The push to protect Second Amendment rights continues, even as the Trump Administration works to ensure more freedom for gun owners. Several gun advocacy groups, including the National Rifle Association (NRA), have filed a new lawsuit to challenge the constitutionality of the National Firearms Act of 1934.
Thanks to the Big, Beautiful Bill, the act's $200 stamp tax on short-barreled rifles, shotguns, any firearm classified as 'other, or silencers, has been eliminated. But there is still a loose end. Under the act, the firearms are still required to be registered and are therefore still subject to regulations to enforce the tax. Which, again, is now extinct.
Conservative attorney Michele Maples says this makes the act unconstitutional.

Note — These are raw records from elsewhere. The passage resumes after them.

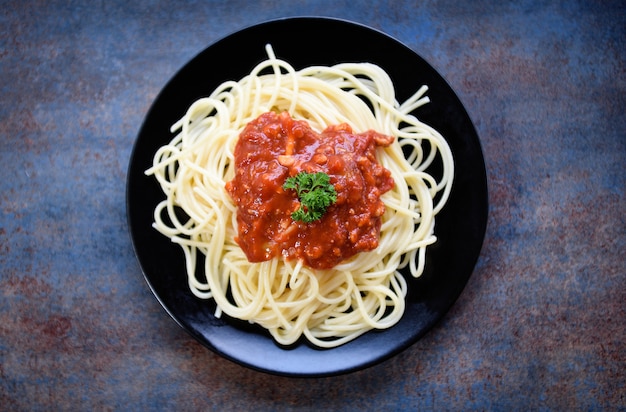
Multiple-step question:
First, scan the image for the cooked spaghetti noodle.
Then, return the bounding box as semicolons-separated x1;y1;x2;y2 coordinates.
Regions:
145;45;454;347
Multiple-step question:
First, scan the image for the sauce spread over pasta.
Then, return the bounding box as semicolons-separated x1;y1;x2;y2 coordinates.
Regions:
226;111;394;269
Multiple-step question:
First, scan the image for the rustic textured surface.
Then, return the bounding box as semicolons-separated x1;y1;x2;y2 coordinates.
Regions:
1;1;624;410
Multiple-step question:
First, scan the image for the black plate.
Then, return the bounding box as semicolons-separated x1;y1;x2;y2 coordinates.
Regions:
126;17;488;377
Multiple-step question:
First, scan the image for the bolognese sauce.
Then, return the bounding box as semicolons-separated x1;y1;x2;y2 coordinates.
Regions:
225;111;394;269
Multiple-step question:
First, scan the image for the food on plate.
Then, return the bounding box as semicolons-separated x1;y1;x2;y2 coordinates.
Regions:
145;45;454;347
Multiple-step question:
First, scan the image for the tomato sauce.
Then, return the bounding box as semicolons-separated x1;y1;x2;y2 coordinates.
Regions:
225;111;394;269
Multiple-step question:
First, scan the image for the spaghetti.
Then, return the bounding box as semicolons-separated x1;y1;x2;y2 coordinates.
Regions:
145;45;454;348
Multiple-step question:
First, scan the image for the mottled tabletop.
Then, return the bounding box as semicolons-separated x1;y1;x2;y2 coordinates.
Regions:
1;1;624;410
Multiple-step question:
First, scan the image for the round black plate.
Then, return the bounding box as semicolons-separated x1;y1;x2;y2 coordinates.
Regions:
126;17;488;377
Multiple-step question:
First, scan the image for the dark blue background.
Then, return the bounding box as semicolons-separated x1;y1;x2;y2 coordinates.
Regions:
1;1;624;409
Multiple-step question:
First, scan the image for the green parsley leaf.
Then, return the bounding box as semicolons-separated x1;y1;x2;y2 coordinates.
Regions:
283;171;337;223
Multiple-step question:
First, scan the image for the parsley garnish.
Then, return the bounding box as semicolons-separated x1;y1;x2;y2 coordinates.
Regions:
283;171;337;223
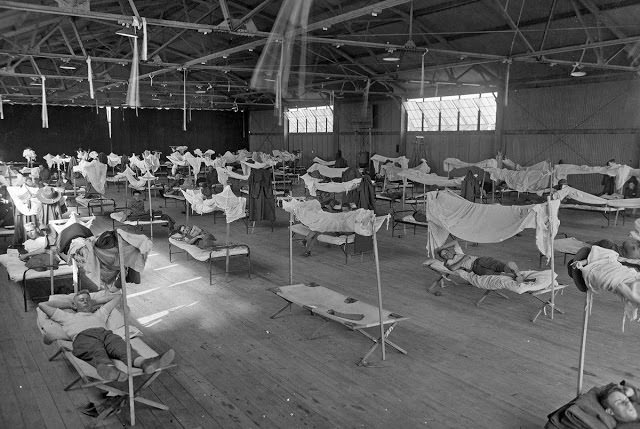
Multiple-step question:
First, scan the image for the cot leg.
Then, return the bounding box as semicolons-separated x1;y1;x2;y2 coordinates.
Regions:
247;254;251;279
357;324;406;366
475;290;495;307
49;348;64;361
64;377;83;391
209;257;213;285
270;303;292;319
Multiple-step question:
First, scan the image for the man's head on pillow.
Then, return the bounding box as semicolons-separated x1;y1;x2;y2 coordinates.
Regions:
72;289;94;313
599;384;638;423
439;248;456;261
24;222;42;240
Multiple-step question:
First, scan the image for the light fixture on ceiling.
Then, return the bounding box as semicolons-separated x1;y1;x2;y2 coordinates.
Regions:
60;59;76;70
115;26;138;38
383;49;400;62
371;8;381;16
198;28;212;35
570;63;586;77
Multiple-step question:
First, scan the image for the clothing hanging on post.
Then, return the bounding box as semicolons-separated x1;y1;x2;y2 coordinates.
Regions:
248;168;275;222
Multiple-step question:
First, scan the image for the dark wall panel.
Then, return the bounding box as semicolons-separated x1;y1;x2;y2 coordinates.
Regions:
0;105;246;162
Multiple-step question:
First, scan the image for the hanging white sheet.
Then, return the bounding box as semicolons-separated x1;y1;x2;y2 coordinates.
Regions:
306;163;348;178
370;155;410;174
424;190;559;258
107;153;122;167
181;186;246;223
485;168;552;193
281;199;388;236
300;174;361;196
6;186;41;216
73;159;107;194
397;170;463;188
443;158;498;173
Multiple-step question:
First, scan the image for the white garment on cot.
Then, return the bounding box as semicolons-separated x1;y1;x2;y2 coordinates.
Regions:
51;306;111;340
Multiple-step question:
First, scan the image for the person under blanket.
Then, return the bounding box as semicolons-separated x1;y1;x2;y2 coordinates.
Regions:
172;224;217;249
438;244;525;283
38;290;175;382
126;189;175;231
598;382;640;424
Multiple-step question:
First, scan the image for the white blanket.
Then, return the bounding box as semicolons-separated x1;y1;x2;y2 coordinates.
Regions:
370;155;410;173
424;190;559;258
181;186;246;223
443;158;498;173
485;168;552;193
300;174;361;196
281;199;388;236
306;163;348;178
397;170;463;188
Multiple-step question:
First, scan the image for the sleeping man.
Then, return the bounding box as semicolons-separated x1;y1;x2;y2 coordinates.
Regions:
598;382;640;424
438;243;525;283
38;290;175;382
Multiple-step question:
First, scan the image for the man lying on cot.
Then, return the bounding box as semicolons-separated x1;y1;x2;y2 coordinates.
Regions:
598;381;640;424
171;224;217;249
438;241;527;283
38;290;175;382
125;189;176;231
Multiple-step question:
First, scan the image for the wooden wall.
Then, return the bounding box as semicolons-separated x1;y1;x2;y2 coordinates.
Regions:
503;79;640;193
247;78;640;188
0;104;247;162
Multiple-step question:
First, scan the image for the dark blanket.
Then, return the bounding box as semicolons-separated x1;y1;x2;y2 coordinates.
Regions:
546;387;617;429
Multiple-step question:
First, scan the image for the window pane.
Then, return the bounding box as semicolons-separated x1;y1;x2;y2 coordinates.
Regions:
286;105;333;133
404;92;496;132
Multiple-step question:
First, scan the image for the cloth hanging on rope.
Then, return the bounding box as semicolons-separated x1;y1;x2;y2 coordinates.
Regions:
43;154;55;169
443;158;498;173
370;155;410;174
575;245;640;329
107;153;122;168
300;174;361;196
282;199;389;236
484;168;553;193
142;151;160;173
181;186;247;223
68;230;152;291
424;190;559;258
6;186;40;216
113;166;147;190
312;157;335;166
397;170;464;188
240;160;277;176
306;163;348;178
184;152;204;179
215;166;249;186
73;159;107;194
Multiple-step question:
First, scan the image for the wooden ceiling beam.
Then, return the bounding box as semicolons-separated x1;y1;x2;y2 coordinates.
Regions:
231;0;272;30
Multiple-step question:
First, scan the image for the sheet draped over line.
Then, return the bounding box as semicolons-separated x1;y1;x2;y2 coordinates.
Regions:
424;190;560;259
240;159;277;176
73;159;108;195
311;157;335;166
215;166;249;186
107;153;122;167
300;174;361;196
485;168;552;193
370;155;410;174
306;163;348;178
397;170;463;188
181;186;247;223
6;186;42;216
272;150;299;163
282;198;389;236
443;158;498;173
576;245;640;330
553;186;640;208
113;166;147;190
380;160;432;182
501;159;551;171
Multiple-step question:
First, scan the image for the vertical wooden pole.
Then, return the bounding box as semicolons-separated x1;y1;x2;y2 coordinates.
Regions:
289;211;293;285
372;224;385;361
148;180;153;240
225;222;230;280
577;291;591;396
116;229;136;425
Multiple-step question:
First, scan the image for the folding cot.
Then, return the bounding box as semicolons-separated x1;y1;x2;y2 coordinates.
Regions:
423;243;567;322
289;222;372;264
269;283;408;366
390;207;428;237
110;211;169;231
75;195;116;215
559;203;624;227
168;237;251;283
40;290;175;424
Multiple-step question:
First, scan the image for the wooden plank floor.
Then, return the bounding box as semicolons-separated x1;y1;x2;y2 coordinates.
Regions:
2;184;640;428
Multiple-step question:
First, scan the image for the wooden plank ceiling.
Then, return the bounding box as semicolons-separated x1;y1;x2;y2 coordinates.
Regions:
0;0;639;110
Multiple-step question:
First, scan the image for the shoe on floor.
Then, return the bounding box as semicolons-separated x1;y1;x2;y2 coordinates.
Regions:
141;349;175;374
96;363;120;382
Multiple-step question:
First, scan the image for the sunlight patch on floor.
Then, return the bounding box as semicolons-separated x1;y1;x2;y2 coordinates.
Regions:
154;264;179;271
137;301;199;326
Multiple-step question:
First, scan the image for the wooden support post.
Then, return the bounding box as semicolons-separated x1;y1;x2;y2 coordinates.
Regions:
577;291;592;396
116;229;136;425
289;211;293;285
372;225;385;361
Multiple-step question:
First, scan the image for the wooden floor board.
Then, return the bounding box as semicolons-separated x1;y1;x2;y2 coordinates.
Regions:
3;185;640;427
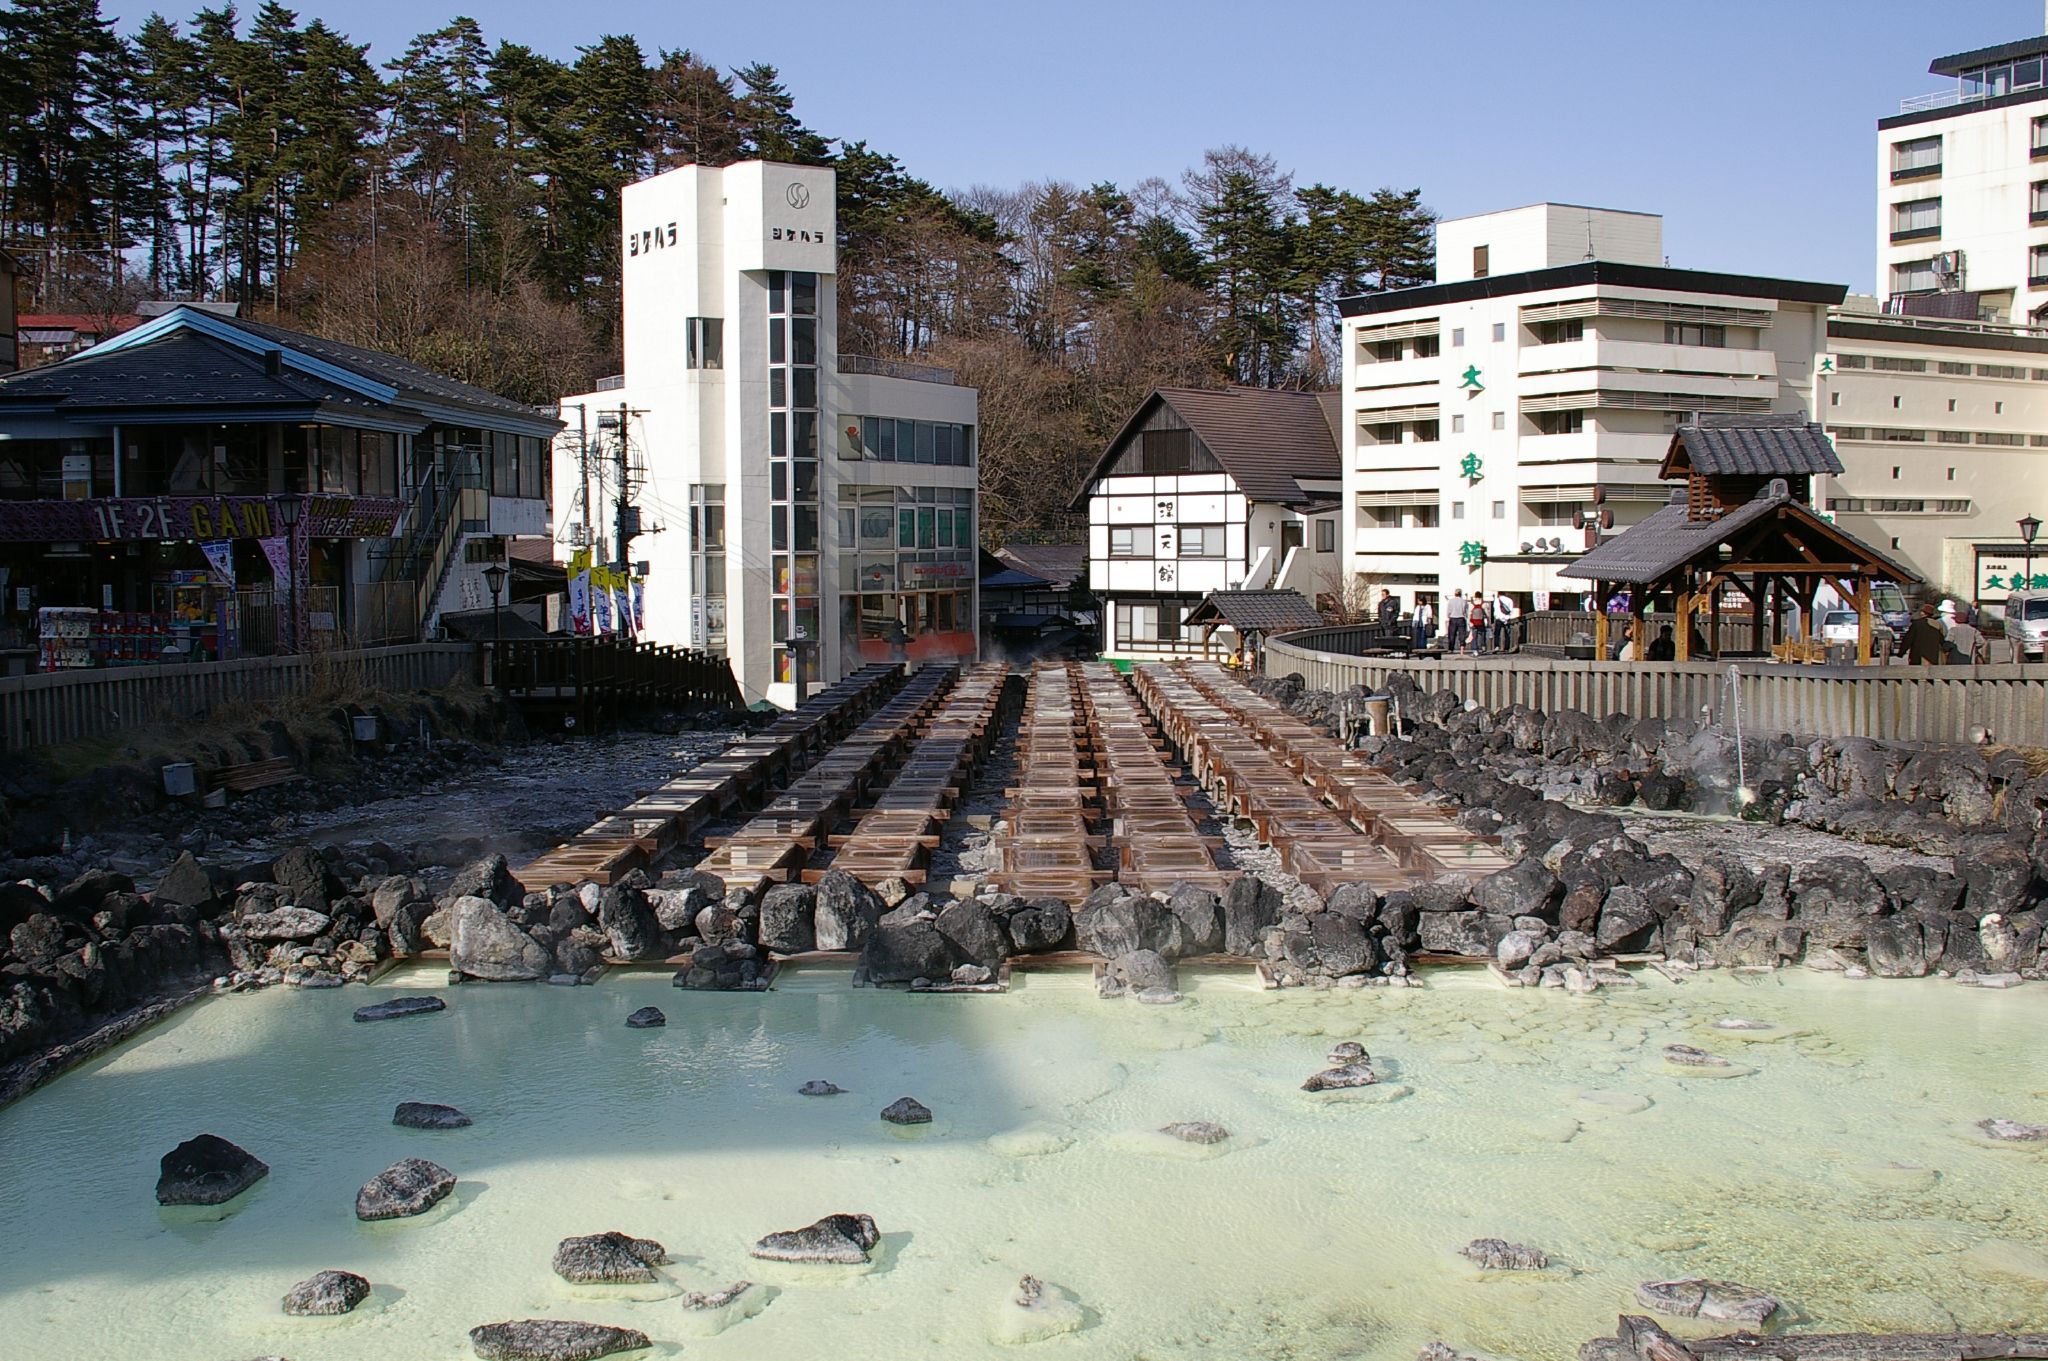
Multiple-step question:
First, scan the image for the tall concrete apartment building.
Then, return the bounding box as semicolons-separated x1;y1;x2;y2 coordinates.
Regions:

"That is what they are spearheading...getting that registration requirement eliminated, now that the tax has been eliminated through Trump's Big, Beautiful Bill," she says.
The lawsuit argues that the regulation of such things violates the Second Amendment. Which checks out on the logic scale. The act no longer holds any power over regulations without that tax.
The case has been filed in the U.S. District Court for the Eastern District of Missouri. The case makes sense, and should hold up, but never count your chickens before they hatch.
"The only way I can see a judge saying no to this is if they go back to a decision from 2008...which says firearms are one of those things that can have limitations and restrictions to them," says Maples. "Given the nature of Missouri and its political demographic...we might have a judge that says this is unconstitutional."
She adds it is another right step in the direction of freedom for gun owners. The tax on the weapons will be eliminated on January 1st, 2026.